Unfortunately, filtering one-hit-wonders cannot guarantee inferred proteins are supported by more than a single unique peptide, and do not guarantee that a maximum number of peptides or identifications are covered. Furthermore, filtering one-hit-wonders cannot determine the minimum number of proteins that leaves a fixed percentage of peptide identifications unexplained. We propose a number of generalizations to the protein parsimony problem that provide such guarantees and show that the resulting instances can be readily solved to optimality using a variety of preprocessing techniques and a branch-and-bound search strategy.
In one experiment, 92985 LCQ spectra of 18 standard proteins and 15 known contaminants were searched and filtered at 10% FDR, for 26065 peptide identifications representing 2531 peptides on 4927 SwissProt protein accessions. Traditional parsimony inferred 1118 proteins, with 1009 supported by a single peptide.
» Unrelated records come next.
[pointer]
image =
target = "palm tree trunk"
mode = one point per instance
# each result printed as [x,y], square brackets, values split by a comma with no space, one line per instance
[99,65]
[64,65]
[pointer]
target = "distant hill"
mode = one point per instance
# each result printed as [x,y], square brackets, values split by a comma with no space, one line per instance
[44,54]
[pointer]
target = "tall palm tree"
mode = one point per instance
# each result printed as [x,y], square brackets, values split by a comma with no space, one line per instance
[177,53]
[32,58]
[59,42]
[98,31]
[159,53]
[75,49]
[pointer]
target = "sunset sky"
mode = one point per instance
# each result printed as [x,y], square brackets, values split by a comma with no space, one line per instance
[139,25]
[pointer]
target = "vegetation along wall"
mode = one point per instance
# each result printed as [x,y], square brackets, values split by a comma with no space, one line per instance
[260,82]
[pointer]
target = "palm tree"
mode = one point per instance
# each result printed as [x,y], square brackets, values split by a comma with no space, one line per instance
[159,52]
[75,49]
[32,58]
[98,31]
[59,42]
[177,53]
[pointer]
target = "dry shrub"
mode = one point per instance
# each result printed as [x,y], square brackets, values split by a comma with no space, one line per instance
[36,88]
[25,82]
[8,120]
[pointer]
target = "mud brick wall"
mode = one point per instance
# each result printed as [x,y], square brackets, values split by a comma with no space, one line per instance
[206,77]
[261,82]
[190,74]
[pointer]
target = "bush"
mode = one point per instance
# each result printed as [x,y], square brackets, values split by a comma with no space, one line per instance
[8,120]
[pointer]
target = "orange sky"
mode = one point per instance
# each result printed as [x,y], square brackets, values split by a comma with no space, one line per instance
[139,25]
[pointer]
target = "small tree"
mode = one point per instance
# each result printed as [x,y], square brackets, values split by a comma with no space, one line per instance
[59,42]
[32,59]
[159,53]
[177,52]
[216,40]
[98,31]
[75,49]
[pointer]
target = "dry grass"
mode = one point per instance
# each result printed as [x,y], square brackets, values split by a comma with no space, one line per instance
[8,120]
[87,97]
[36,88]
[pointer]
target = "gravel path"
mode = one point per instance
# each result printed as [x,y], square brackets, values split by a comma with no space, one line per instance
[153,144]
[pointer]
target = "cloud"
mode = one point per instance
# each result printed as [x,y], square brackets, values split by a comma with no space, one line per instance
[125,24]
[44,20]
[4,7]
Eliminating one-hit-wonders before parsimony inferred 208 proteins, with 100 supported by a single peptide. Eliminating single-peptide proteins after either analysis infers 108 proteins. The generalized parsimony solution that leaves 10% unexplained peptide identifications with at least two unique peptides per inferred protein requires just 43 proteins, with each protein supported by 3 or more unique peptides. Generalized protein parsimony reduces false protein identifications by optimally choosing identifications to ignore.